To treat advanced melanoma, University of Miami’s Sylvester Comprehensive Cancer Center, a Melanoma Center of Excellence, has been using a non-invasive therapy fast-tracked by the FDA in 2015. When melanoma continues to grow after surgery or if the melanoma can’t be surgically removed because of the location, size or number of lesions, doctors can inject an oncolytic virus into the lesion. The therapy is called Imlygic and it is typically covered by insurance plans.
“What these injections do is a less invasive way to treat what we couldn’t possibly treat before,” said Dr. Mecker Moller, a surgical oncologist at UHealth’s Sylvester, which also uses a multi-disciplinary team approach to care. “It’s a virus that we are using as a little card to deliver medication where we need it to.
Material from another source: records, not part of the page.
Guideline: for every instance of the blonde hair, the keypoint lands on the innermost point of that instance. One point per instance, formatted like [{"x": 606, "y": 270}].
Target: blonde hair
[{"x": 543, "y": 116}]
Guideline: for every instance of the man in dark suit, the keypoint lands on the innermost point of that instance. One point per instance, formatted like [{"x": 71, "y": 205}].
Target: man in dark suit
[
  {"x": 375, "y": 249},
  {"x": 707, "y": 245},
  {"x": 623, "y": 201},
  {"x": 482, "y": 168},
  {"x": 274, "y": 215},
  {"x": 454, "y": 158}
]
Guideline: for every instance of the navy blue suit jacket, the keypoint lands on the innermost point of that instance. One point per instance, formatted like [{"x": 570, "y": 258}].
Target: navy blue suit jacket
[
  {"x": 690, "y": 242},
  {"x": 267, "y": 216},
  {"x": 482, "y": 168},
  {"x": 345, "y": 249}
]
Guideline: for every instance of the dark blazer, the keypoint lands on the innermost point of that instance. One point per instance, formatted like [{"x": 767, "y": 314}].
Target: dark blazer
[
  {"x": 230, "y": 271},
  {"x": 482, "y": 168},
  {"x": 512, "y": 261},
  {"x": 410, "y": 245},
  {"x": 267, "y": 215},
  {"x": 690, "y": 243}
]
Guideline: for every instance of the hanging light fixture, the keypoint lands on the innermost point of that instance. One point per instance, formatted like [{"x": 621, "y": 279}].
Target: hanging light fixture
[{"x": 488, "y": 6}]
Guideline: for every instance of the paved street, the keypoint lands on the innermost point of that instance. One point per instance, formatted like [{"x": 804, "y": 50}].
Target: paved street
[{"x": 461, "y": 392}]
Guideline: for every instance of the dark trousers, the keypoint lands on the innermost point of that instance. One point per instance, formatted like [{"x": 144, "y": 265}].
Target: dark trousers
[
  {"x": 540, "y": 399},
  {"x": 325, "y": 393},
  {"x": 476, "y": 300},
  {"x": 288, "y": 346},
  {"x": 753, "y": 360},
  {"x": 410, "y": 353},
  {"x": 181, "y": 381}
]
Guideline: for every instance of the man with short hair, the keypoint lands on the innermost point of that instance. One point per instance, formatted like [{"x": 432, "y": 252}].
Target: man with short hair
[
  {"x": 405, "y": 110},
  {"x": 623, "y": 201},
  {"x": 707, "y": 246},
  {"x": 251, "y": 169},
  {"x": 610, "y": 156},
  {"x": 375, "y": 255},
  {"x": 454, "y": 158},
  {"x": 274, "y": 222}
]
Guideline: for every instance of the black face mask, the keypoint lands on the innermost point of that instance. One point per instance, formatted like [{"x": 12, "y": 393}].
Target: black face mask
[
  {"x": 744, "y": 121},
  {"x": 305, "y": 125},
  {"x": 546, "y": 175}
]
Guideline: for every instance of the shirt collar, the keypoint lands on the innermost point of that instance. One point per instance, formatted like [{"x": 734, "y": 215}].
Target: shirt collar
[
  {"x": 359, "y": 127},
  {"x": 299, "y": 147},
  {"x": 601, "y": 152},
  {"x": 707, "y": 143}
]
It isn’t only attacking the cancer cell we injected, it’s attacking the cancer in other cells.”
Although it’s not the primary indication, it has shown to be effective in distant metastases in some cases, she said.
After the treatments, 30 percent of patients showed no evidence of the disease.
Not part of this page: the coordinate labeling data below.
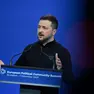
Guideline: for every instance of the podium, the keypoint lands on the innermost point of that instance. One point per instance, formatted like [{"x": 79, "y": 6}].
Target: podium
[{"x": 31, "y": 78}]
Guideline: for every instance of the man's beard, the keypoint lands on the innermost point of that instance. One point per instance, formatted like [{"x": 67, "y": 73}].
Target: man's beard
[{"x": 44, "y": 40}]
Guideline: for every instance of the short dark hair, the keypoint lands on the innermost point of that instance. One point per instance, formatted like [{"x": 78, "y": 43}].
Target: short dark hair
[{"x": 52, "y": 19}]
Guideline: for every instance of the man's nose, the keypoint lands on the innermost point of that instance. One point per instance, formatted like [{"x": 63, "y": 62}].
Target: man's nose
[{"x": 40, "y": 30}]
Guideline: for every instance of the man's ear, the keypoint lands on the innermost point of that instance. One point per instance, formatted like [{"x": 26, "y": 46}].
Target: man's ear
[{"x": 54, "y": 31}]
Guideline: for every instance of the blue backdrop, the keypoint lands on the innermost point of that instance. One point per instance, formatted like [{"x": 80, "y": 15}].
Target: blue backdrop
[{"x": 18, "y": 28}]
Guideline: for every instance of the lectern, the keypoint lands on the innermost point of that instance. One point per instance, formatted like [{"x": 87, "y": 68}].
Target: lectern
[{"x": 36, "y": 78}]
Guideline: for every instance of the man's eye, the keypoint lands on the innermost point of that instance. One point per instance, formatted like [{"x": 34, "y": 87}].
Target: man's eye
[
  {"x": 45, "y": 27},
  {"x": 38, "y": 26}
]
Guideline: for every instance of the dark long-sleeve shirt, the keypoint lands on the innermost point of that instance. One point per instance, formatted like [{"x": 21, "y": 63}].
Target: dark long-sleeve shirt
[{"x": 39, "y": 56}]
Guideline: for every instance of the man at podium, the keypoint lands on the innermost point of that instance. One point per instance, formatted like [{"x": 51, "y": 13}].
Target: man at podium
[{"x": 47, "y": 53}]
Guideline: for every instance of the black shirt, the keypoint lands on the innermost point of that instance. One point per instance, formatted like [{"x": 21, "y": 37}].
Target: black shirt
[{"x": 39, "y": 56}]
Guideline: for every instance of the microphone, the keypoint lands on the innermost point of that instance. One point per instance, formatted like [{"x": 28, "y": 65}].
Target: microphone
[
  {"x": 50, "y": 57},
  {"x": 18, "y": 54}
]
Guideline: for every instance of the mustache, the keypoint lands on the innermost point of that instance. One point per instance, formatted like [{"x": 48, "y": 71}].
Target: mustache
[{"x": 40, "y": 34}]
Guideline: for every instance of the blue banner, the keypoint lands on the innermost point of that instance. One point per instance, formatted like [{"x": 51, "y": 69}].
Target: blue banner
[{"x": 28, "y": 76}]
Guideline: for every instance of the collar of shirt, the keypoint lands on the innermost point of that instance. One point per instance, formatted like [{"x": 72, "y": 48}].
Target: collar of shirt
[{"x": 49, "y": 44}]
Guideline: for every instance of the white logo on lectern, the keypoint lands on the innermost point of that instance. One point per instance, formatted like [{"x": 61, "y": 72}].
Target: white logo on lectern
[{"x": 3, "y": 71}]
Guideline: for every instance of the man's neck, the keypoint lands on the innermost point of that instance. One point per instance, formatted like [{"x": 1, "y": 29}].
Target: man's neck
[{"x": 48, "y": 41}]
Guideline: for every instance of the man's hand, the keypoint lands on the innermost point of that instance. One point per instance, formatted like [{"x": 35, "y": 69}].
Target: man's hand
[
  {"x": 58, "y": 62},
  {"x": 1, "y": 63}
]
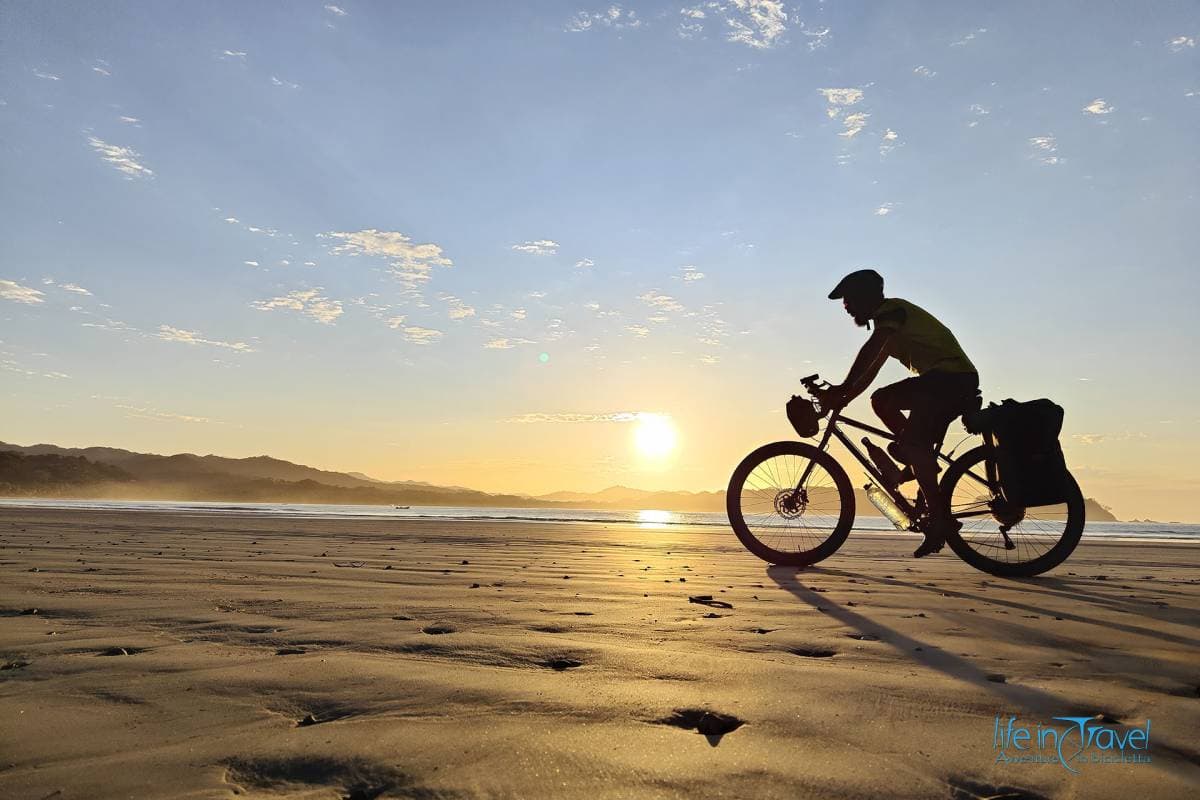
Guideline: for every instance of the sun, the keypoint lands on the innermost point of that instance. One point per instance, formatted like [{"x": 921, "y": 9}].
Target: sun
[{"x": 654, "y": 435}]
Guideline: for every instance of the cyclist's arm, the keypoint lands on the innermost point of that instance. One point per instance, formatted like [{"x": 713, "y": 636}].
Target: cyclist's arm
[{"x": 867, "y": 366}]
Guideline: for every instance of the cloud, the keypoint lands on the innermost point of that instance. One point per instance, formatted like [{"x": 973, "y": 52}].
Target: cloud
[
  {"x": 421, "y": 335},
  {"x": 160, "y": 416},
  {"x": 615, "y": 416},
  {"x": 615, "y": 17},
  {"x": 538, "y": 247},
  {"x": 17, "y": 293},
  {"x": 1045, "y": 149},
  {"x": 123, "y": 158},
  {"x": 411, "y": 263},
  {"x": 459, "y": 310},
  {"x": 507, "y": 343},
  {"x": 760, "y": 24},
  {"x": 660, "y": 301},
  {"x": 839, "y": 98},
  {"x": 855, "y": 124},
  {"x": 169, "y": 334},
  {"x": 970, "y": 37},
  {"x": 891, "y": 140},
  {"x": 309, "y": 302}
]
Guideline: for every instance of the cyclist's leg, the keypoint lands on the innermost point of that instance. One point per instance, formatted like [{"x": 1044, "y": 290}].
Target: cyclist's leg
[{"x": 892, "y": 401}]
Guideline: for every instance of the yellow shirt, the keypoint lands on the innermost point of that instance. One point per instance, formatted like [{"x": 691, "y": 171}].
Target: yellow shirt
[{"x": 921, "y": 342}]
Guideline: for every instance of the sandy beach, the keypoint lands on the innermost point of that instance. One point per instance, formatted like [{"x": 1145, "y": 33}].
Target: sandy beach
[{"x": 169, "y": 655}]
“I have a patient with 54 lesions and another with 34 and within six months of treatment, given every two weeks, they basically disappeared,” Moller said. “This is very exciting for us because this disease [in later stages] has a very dismal prognosis because melanoma has spread to multiple areas of the body.”
She said a higher number of patients have had partial responses, in that the lesions disappear enough for the team to remove the rest with surgery.
“It gives hope to patients. Now, we also have immunotherapy. We can combine immunotherapy with the localized injections. There are clinical trials available for other treatments and therapies,” she said.
Sylvester also uses a multi-disciplinary team approach in treating patients.
Noting that the 5-year survival rate for melanoma is about 95 percent or higher in stage 1, 85-90 percent in stage 2 and then plunges to about 40 percent for stage 3, Moller said early detection is key.
“We can cure most of the patients when it is caught early. Once it has metastasized, it becomes way harder to treat because melanoma is a wild animal,” Moller said. “More research is needed but we are making big strides in understanding the biological aspects of melanoma. Melanoma is different from other cancers. Chemotherapy doesn’t work well for melanoma like it does for other cancers.”
To be sure, cases of melanoma are increasing, she said, but so is hope.
“We are curing more people because we are getting to them earlier. We are diagnosing more, but also curing more melanoma. That is the silver lining.”
Both doctors emphasized the need for South Floridians to be diligent about protecting their skin and getting regular screenings.
“We are in Florida. We can’t avoid the sun, but we need to be sun smart,” said Moller. “Avoid peak hours and wear sun protective clothing. Enjoy the beach during the hours that are not as intense, and protect the little ones.”
Waibel recommends using zinc titanium physical sunblock because it doesn’t penetrate into your system — and it’s safer for the coral reefs too. And above all, if you see something unusual — like a mole changing in color or shape or one that bleeds, oozes, itches, appears scaly or becomes painful — see a dermatologist.
With melanoma, even waiting three to six months could be detrimental, Waibel said.
Skin cancer prevention tips
▪ Apply a broad-spectrum sunscreen with an SPF (sun protection factor) of at least 30 daily. Reapply at least every two hours when outside (you need an ounce to cover most of the body.)
▪ Wear protective clothing, including a wide-brimmed hat and sunglasses with total UV protection. Avoid over-exposure to the sun, especially between 10 a.m. and 4 p.m., if possible. And definitely avoid getting a sunburn.
▪ Do monthly self-examinations of your skin and see a physician once a year for a professional screening exam. You can use online resources from skincancer.org to help you recognize moles or growths on your skin that may be developing into skin cancer.
▪ Stay away from tanning salons. Just one indoor tanning session can raise the risk of melanoma by 20 percent.